From here I created a new schematic and used the created symbol to get a 10-bit DAC. I then added the pins B[9:0] to the input pins of each bit and added a 10k resistor and gnd to the bottom of the DAC to achieve the example design of a 5-bit DAC shown in the prelab.
From here I created another symbol that would be easier to incorporate into the bigger schematic.
With this symbol created I was able to connect my DAC that I designed to the ideal ADC for simulation. The simulation results closely match the ideal simulated DAC. To achieve this I needed to force the simulation to converge as well as change Vdd to 4.99V.
Next I wanted to find the delay the DAC has driving a 10 pF load. To do this I grounded all bits except for B9 and created a pulse source that went from 0V to 5V. To calculate the delay we use the equation 0.7RC.
0.7(10k)(10p) = 70ns
To verify that my design was working correctly I ran simulations with my DAC driving a load. First was a 10kohm resistor this caused the output to be halved as it became a voltage divider.

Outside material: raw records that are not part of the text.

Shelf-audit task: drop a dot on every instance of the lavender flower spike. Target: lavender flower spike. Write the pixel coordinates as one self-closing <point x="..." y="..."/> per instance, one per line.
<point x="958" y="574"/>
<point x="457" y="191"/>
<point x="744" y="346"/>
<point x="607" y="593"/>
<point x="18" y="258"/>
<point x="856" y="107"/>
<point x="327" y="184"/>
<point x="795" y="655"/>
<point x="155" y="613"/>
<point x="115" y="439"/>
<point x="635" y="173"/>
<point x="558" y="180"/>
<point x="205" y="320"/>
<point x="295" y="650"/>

I then simulated my DAC driving a 10pF capacitor. This showed a delay in Vout and also smoothed and decreased the output.
The last load was both the resistor and capacitor in parallel. This further decreased the output and also smoothed and delayed Vout.
In a real circuit the switches seen in Figure 30.14 are implented with MOSFETs. If the resistance of those switches isn't small compared to R the output resistance would be much higher and would lower Vout. This is due to the switches being in series with the DAC resulting in a higher resistance.
As always at the end of this lab I backed up my work by compiling everything into a .zip file and emailing it to myself.